In his Salon de 1863 contemporary critic Théodore Pelloquet objected to Manet’s uneven approach to visual description: 

“The execution [of the Déjeuner] is far from offering me sufficient compensation; it’s a rebus too: Here and there I see fragments that come close to nature, particularly in one of the naked women and one of the heads in the foreground, but that’s not enough, the rest of the picture is of a wholly inexplicable incoherence. One can’t really designate this product of Manet’s labors as an esquisse or an ébauche [as most critics, including Desnoyers, had done]. In an esquisse properly understood and properly executed, all the parts are rendered to the same degree [of finish, though Pelloquet doesn’t use that word]. [Whereas] nothing explains or justifies M. Manet’s incoherence, his inequality of execution.” 

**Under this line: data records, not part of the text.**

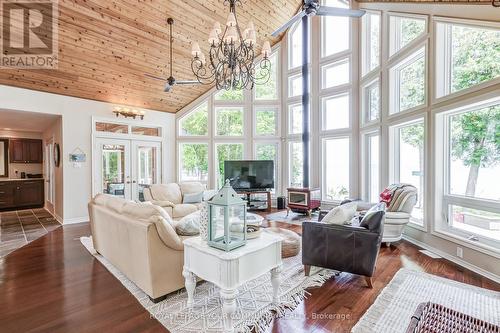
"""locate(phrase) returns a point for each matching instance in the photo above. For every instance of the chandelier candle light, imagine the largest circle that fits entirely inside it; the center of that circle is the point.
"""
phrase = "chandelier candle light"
(230, 62)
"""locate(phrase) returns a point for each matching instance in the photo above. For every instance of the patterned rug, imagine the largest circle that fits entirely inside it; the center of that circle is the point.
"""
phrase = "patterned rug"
(255, 309)
(292, 218)
(395, 305)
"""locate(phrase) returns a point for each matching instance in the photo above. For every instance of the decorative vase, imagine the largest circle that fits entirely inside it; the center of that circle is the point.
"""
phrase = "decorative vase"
(204, 221)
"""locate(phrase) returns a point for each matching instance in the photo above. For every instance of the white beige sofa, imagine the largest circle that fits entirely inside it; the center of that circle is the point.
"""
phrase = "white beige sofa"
(140, 240)
(171, 196)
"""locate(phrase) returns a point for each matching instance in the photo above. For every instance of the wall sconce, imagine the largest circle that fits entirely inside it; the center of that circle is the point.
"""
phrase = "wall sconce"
(128, 113)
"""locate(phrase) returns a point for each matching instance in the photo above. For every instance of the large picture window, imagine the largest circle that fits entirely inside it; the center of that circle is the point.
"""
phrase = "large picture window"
(408, 156)
(471, 200)
(336, 156)
(193, 162)
(407, 83)
(466, 55)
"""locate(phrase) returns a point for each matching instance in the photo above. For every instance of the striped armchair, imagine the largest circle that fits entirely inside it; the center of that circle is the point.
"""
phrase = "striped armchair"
(404, 198)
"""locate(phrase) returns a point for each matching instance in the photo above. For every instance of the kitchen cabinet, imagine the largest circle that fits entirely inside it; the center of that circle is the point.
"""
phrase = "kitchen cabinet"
(21, 194)
(25, 151)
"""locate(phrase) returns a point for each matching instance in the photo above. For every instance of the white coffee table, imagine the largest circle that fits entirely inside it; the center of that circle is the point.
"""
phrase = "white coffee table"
(229, 270)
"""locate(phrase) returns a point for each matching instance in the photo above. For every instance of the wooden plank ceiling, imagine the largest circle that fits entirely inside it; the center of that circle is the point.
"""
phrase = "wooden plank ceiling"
(106, 46)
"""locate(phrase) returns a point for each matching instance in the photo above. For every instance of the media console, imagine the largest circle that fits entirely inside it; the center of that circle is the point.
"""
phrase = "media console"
(303, 200)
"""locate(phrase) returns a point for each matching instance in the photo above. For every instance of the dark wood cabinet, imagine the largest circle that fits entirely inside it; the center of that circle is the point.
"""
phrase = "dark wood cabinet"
(20, 194)
(25, 151)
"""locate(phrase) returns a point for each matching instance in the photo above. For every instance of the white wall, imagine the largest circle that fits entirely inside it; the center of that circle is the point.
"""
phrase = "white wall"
(77, 116)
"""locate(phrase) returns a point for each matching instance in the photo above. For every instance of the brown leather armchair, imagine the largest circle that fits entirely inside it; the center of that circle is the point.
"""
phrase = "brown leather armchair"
(353, 249)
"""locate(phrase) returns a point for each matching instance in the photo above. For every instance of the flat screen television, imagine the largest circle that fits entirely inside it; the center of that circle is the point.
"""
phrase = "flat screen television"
(250, 175)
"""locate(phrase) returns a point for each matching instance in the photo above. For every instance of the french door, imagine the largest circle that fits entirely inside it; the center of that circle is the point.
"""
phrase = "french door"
(125, 167)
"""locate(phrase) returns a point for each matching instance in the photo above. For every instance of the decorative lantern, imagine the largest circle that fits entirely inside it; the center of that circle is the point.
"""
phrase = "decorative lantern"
(227, 220)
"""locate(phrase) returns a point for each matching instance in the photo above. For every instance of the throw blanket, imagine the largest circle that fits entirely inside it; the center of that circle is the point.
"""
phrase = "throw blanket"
(395, 195)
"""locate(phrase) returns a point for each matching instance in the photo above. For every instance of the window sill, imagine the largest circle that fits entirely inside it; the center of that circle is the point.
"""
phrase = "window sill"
(476, 246)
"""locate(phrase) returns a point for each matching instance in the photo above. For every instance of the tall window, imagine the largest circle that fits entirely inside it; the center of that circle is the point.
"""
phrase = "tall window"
(466, 55)
(408, 141)
(336, 155)
(370, 42)
(193, 161)
(226, 152)
(215, 130)
(404, 30)
(471, 199)
(196, 122)
(407, 83)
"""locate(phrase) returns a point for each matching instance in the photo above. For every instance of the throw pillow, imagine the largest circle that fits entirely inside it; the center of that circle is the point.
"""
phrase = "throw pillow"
(193, 198)
(189, 225)
(341, 214)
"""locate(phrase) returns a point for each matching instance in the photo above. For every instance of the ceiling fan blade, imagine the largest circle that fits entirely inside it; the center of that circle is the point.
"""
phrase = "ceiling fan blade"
(155, 77)
(289, 23)
(187, 82)
(333, 11)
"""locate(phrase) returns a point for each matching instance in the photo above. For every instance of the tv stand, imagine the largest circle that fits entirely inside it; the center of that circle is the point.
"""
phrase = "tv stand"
(249, 194)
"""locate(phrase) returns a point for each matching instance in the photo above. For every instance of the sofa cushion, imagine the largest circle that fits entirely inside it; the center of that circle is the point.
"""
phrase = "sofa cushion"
(189, 225)
(192, 198)
(167, 192)
(182, 210)
(374, 218)
(191, 187)
(341, 214)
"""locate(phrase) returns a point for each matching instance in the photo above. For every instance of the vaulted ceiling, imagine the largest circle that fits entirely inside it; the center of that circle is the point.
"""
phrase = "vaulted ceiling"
(106, 46)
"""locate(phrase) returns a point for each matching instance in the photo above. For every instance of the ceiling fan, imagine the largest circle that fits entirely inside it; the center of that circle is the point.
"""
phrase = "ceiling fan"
(312, 7)
(171, 81)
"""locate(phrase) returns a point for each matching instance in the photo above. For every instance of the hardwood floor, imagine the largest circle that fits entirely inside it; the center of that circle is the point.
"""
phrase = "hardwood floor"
(54, 285)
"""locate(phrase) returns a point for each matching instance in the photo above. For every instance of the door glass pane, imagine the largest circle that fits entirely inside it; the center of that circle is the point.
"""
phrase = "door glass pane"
(411, 163)
(151, 131)
(111, 128)
(113, 170)
(296, 170)
(335, 74)
(146, 170)
(475, 153)
(336, 112)
(193, 161)
(336, 168)
(227, 152)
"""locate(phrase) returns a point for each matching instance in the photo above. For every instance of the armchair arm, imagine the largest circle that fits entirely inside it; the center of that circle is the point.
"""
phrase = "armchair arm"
(163, 203)
(339, 247)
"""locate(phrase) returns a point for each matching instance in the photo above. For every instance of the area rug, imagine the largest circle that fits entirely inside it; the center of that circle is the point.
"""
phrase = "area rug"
(395, 305)
(255, 309)
(292, 218)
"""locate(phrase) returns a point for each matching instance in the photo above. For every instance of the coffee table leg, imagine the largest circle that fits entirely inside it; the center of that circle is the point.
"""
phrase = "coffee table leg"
(276, 281)
(228, 308)
(190, 284)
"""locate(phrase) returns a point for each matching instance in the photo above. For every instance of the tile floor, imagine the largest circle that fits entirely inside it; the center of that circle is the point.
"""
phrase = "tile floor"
(18, 228)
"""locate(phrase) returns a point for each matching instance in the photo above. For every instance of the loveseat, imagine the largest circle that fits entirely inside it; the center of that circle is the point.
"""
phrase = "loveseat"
(140, 240)
(171, 197)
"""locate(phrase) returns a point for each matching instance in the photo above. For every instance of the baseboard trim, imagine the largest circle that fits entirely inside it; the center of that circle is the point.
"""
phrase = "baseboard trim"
(458, 261)
(76, 220)
(58, 218)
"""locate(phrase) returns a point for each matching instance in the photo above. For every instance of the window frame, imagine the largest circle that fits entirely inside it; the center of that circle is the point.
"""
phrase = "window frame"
(443, 77)
(394, 162)
(444, 200)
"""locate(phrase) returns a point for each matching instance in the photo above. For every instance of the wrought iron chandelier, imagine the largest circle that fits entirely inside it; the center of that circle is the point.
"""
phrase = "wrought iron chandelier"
(231, 57)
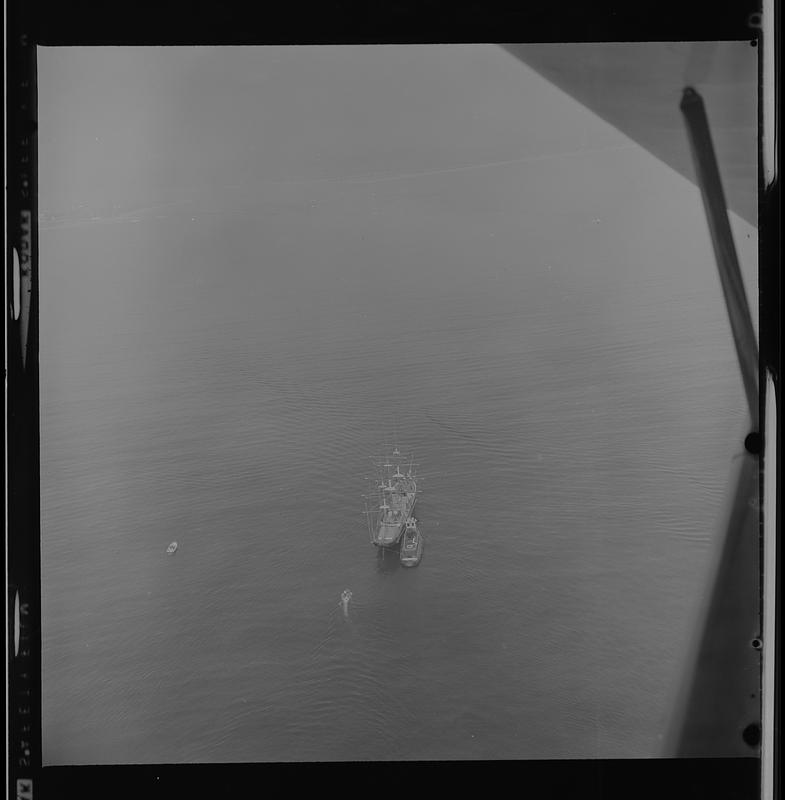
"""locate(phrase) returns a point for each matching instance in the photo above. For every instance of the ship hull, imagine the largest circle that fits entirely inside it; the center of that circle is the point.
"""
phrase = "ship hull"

Translated and quoted in Michael Fried, “Manet in Hist Generation: The Face of Painting in the 1860s,” Readings in Nineteenth-Century Art, Janis Tomlinson, ed. (Upper Saddle River: Prentice Hall, 1996), 130.

 

Rolf Læssøe attributes some of the unnaturalness in Manet’s Le Déjeuner sur l’herbe to a desire to engage the viewer:

“It’s an engulfing painting. Le Déjeuner sur l’herbe is a programmatic painting, and paradigmatic of the ways in which Manet engaged the viewer in his works through gazes, spillings, reliefs, enigmas and so on. Here, it isn’t only the gaze of the seated nude that engages the viewer, and implicates him in the scene. The very fact that the three main protagonists exude an air, and different signs of, indoor and studio ‘behavior’ (such as a hat and unabashed nudity) puts them on a par with the painting’s beholder, who – naturally – also finds him – or herself in an interior, and an artistic interior at that (a museum, as it is, or a private collection, as it might have been), echoing the studio atmosphere of the group of three. In this way, we enter the painting, and become part of it ourselves. Inside the painting, the ‘painter-pointer’ bridges the spaces of the ‘painting-within-a-painting’ and the primary scene; this latter, in turn, provides bridges between its own space and that of the beholder, most famously, of course, in the direct gaze of the nude, but almost just as poignantly in the cornucopious still life with delicious fruit, ready for the taking.”

Rolf Læssøe, ”Edouard Manet’s Le Déjeuner sur l’herbe as a Veiled Allegory of Painting,” Artibus et Historiae, vol. 26, no. 51 (2005): 214. 

 

In his review of the Salon and Salon des Refusés of 1863 Carle Desnoyers comments on Manet’s innovative technique:

“If Manet’s paintings were enveloped by their definitive form; if, in that supreme touch that closes a work by energetically signing it with a magisterial stroke, they affirmed the young master’s new principle, one would be able to believe that it was the healthy and vigorous look of this art that confounded or horrified the representatives of the worm-eaten school. Unfortunately, that’s not the case: the connoisseurs grasp with their first coup d’oeil the exceptional qualities of this admirable ébaucheur [maker of ébauches, that is, sketches], but for the public, for whom it’s necessary to dot one’s i’s ; for the Institute, which appreciates only painting that smacks of study and research, Manet’s compositions are barely able to pass, with respect to how they are rendered, as approximations.” 

Translated and quoted in Michael Fried, “Manet in Hist Generation: The Face of Painting in the 1860s,” Readings in Nineteenth-Century Art, Janis Tomlinson, ed. (Upper Saddle River: Prentice Hall, 1996), 129.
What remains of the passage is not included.